Il sistema immunitario mucosale costantemente allertato dalla presenza di un carica batterica patogena nell’intestino, permane in uno stato di continua iperattivazione con la formazione di un carico citochinico ( IL17, beta, TNF alfa) che nel tempo è in grado di attaccare il sistema giunzionale mucosale deputato al mantenimento dello stato di permeabilità. Può conseguire la destrutturazione delle giunzioni serrate e l’instaurarsi della leaky gut syndrom, dunque variazione della permeabilità intestinale. Questo porta una potenziale traslocazione di mediatori di infiammazione dal lume intestinale verso il sangue e quindi nel fegato e nel grasso periviscerale, nell’endotelio vasale e altri organi posti a distanza.
E’ un esempio il lipopolisaccaride (LPS), una strutture dei batteri gram- che staccandosi dalla parte cellulare batterica e altrepassando la mucosa intestinale, diventata una sorta di “colabrodo”, può finire nel sangue. Il grasso periviscerale del paziente obeso è infarcito di LPS. L’infiammazione sistemica e persistente è il substrato perfetto per l’instaurarsi di patologie ogni genere.

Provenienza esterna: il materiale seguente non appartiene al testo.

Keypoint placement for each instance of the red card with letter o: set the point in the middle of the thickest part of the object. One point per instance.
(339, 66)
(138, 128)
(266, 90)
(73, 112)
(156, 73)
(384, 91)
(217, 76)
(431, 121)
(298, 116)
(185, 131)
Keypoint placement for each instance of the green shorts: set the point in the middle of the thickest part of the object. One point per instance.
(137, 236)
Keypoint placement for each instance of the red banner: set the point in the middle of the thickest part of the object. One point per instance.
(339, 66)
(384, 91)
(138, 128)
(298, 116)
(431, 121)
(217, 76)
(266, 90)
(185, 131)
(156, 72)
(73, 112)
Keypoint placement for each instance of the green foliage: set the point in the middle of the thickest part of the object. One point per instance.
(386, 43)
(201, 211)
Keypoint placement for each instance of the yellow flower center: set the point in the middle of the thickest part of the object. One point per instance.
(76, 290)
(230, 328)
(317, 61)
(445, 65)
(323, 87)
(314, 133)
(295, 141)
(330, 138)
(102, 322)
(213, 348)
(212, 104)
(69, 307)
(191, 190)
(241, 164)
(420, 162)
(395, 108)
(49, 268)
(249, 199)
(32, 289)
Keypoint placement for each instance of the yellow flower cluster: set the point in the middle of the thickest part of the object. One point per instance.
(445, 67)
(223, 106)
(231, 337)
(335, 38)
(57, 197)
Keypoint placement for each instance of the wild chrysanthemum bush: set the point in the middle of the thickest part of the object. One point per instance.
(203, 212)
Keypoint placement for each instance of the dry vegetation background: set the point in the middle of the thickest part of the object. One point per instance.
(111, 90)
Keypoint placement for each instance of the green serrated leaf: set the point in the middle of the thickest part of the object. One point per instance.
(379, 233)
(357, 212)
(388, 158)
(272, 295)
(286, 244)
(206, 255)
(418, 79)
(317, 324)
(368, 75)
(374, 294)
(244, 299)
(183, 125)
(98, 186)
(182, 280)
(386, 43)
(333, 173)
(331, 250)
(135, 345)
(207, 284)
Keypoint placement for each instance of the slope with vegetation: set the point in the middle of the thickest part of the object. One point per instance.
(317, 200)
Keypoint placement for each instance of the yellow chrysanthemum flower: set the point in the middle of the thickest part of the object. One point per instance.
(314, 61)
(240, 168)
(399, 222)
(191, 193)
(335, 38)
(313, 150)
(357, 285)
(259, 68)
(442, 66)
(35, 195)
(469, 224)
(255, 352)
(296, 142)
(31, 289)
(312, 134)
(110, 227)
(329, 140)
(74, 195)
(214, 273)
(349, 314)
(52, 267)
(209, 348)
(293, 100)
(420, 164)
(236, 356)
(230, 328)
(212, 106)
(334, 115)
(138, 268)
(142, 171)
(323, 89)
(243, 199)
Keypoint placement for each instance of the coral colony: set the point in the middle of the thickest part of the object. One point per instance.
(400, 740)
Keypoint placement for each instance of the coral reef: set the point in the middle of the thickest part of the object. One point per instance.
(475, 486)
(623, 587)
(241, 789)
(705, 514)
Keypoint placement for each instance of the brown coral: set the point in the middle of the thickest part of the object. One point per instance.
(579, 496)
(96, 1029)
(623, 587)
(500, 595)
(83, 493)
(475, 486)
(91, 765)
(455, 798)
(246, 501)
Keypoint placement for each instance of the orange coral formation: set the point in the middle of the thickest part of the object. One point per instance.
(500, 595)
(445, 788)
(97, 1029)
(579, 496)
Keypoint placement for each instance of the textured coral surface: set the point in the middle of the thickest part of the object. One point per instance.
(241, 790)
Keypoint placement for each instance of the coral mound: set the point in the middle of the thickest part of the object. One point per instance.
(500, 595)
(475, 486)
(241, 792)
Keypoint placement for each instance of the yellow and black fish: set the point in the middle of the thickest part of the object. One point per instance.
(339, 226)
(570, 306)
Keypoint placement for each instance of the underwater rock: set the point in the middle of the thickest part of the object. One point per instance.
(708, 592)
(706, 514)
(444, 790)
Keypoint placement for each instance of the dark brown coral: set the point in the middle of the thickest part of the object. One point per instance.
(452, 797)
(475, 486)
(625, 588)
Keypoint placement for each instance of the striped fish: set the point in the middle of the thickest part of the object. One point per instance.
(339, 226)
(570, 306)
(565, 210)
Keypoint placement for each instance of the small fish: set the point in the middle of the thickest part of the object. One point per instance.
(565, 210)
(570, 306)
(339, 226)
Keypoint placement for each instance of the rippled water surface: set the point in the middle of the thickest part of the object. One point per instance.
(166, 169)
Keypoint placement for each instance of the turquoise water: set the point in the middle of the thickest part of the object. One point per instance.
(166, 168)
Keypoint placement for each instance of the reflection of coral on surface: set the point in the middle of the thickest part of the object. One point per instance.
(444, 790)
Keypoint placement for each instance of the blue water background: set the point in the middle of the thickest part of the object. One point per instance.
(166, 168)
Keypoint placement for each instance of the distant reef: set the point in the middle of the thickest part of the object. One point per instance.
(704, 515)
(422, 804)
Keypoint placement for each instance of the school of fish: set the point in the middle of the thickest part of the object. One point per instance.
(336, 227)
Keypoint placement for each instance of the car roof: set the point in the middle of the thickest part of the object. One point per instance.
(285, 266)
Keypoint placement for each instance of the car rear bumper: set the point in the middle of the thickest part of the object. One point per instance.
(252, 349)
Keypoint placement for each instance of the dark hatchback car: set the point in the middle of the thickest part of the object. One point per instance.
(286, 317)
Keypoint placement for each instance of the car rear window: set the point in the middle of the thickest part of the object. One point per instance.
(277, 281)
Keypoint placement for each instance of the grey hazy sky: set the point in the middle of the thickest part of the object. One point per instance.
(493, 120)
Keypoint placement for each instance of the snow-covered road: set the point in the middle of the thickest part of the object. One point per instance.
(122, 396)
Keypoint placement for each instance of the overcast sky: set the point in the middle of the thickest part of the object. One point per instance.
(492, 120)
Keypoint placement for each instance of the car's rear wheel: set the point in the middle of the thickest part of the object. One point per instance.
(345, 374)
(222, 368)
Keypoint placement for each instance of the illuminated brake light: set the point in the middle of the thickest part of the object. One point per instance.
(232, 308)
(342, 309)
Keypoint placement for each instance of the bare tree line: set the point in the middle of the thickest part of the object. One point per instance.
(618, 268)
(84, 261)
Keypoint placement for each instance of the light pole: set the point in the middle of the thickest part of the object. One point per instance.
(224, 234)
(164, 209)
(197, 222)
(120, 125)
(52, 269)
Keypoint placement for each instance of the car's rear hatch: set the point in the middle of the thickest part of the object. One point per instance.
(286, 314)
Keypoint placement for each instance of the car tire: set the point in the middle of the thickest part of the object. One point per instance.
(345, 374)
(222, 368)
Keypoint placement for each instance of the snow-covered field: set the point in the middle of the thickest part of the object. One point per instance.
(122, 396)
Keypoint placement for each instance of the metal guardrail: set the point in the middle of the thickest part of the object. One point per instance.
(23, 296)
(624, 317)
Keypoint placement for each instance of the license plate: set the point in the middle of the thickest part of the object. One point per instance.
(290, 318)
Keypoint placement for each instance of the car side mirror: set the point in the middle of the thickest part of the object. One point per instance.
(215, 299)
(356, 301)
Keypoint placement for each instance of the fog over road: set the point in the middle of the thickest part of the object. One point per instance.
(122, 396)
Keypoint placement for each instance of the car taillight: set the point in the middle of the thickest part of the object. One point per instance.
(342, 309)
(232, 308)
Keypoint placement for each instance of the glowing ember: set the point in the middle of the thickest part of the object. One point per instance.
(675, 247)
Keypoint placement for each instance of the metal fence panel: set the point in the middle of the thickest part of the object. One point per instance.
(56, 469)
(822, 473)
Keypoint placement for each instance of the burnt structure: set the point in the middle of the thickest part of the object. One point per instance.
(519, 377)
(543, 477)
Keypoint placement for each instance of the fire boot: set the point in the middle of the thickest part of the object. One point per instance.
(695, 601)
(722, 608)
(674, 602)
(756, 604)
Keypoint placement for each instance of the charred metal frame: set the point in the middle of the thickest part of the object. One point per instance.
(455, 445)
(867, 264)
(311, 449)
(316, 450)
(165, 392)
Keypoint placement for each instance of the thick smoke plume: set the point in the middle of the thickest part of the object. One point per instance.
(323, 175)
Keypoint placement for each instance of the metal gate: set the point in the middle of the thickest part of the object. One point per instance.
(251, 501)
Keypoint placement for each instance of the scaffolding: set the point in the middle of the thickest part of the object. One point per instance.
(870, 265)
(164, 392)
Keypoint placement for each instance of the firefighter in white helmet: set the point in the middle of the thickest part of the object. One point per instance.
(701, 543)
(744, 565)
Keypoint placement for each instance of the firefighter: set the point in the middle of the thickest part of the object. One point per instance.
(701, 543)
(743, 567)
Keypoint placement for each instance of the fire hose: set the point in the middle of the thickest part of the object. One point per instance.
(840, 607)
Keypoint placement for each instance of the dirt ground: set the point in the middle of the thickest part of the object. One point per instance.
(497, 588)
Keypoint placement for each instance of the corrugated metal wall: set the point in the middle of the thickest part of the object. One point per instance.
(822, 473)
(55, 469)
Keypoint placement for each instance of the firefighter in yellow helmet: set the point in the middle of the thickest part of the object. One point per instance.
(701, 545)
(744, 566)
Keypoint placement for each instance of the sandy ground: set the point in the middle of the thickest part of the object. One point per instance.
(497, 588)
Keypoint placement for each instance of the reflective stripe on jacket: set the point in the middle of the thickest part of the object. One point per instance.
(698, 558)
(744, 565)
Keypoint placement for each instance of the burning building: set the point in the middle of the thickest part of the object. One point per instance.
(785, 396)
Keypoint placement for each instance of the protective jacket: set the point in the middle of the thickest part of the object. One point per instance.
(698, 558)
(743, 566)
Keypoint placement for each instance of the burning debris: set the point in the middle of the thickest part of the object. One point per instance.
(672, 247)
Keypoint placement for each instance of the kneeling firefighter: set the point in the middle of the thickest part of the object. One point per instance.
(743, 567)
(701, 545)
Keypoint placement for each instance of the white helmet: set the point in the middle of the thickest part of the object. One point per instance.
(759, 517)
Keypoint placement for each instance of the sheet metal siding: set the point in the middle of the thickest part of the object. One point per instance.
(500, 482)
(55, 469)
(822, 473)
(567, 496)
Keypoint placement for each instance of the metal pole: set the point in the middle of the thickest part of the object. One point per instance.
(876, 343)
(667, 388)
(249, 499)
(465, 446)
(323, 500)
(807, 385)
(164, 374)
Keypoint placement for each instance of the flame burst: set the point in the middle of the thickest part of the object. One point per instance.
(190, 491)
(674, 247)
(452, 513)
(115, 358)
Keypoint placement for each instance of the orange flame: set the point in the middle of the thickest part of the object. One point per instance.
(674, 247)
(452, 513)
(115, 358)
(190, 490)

Un corretta e specifica integrazione probiotica nel paziente obeso, con insulina resistenza, con sindrome metabolica serve a correggere l’infiammazione in cui è immerso il paziente, per fare prevenzione e frenare la tendenza a patologie
Lo stato di disbiosi di un obeso deve essere corretto prima ancora che il paziente vada in contro alla alterazione della permeabilità di membrana dell’intestino con una integrazione opportuna di probiotici ceppo specifici, in grado di svolgere determinate funzioni grazie al loro stesso patrimonio genetico.
Le mamme obese potrebbero frenare la tendenza all’obesità del proprio bambino, proprio cercando di agire in età precoce sullo sviluppo del microbiota del piccolo. Diversi studi hanno infatti dimostrato che il microbiota comincia a strutturarsi già durante la vita intrauterina con il passaggio dalla madre di specie batteriche attraverso la placenta e poi con il passaggio attraverso la vagina durante il parto. Infatti nonostante tutti i cambiamenti a cui potrà andare incontro il microbiota nel corso della vita per una serie di variabili, come l’allattamento, svezzamento, uso di antibiotici e dieta, un core primordiale rimarrà identito a quello della madre. Di qui, si deduce l’importanza di una integrazione di probiotici specifici , che possa essere di aiuto alla mamma obesa e nel contempo al futuro nascituro.